Phi-2: Microsoft's 2.7B model that beats a 13B

In one sentence Microsoft Research releases Phi-2, 2.7B params trained on 'textbook-quality' data. Beats LLaMA 2 7B and Mistral 7B on reasoning benchmarks, runs on laptops. 'Small + clean data' philosophy.

Verified Official source

ShareLinkedIn X

Microsoft Research publishes Phi-2, a model with just 2.7 billion parameters (5× smaller than LLaMA 7B). The surprise: on reasoning and code benchmarks, Phi-2 beats models 5–10× larger like LLaMA 2 13B and Mistral 7B.

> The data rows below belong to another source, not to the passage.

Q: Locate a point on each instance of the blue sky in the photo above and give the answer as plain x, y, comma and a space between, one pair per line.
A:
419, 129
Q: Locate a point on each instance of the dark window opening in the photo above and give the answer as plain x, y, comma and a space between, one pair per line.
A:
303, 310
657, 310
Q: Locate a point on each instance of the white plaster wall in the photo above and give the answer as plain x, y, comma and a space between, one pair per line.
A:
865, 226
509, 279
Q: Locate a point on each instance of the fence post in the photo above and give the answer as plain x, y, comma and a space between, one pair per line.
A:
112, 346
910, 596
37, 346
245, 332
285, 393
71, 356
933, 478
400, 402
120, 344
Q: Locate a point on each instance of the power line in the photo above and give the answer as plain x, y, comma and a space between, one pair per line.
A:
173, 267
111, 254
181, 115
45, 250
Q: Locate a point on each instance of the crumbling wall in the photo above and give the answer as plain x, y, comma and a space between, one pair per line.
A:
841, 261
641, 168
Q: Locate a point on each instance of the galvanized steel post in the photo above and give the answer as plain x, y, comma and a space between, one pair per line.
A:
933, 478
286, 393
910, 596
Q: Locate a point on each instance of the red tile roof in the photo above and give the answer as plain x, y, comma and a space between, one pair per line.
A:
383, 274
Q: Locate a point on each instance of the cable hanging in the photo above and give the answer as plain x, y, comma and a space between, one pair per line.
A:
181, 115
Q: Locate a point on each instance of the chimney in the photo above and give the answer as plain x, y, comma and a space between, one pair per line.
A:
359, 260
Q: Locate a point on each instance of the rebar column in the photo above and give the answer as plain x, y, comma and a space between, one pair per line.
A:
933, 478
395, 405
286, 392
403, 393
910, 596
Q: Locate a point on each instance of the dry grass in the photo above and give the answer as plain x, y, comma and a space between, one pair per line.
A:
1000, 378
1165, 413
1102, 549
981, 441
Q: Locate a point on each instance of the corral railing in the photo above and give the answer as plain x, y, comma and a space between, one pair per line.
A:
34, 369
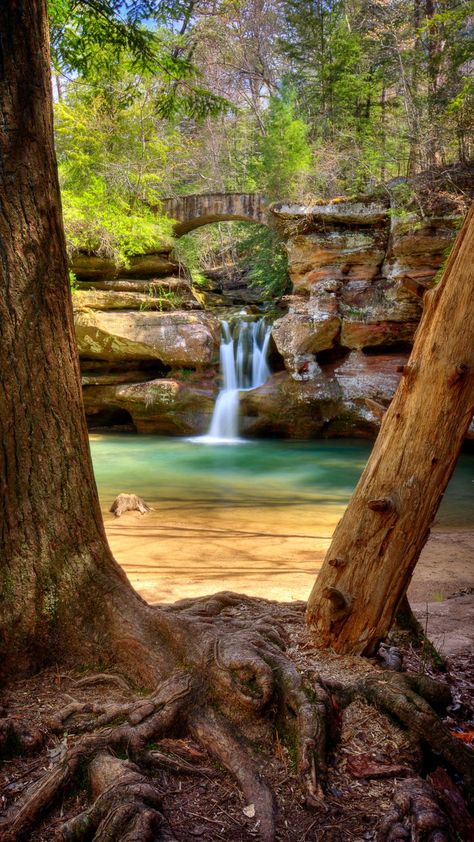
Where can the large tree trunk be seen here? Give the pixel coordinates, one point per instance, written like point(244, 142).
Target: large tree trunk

The recipe isn't "more data" but "better data". The team — led by Sebastien Bubeck — trains Phi-2 on a specific mix: synthetic "textbook-style" text generated with GPT-4, code filtered for didactic quality, tightly curated web data. The thesis of the earlier "Textbooks Are All You Need" paper (June 2023) holds at larger scale.

Practical consequences: a 2.7B model runs comfortably on laptop CPU, on a Raspberry Pi 5 with quantization, on modern smartphones. Phi-2 opens the "Small Language Models" (SLM) lane as a local alternative to cloud giants. It paves the way to Phi-3 (April 2024), Phi-3.5, Gemini Nano, Llama 3.2 1B/3B.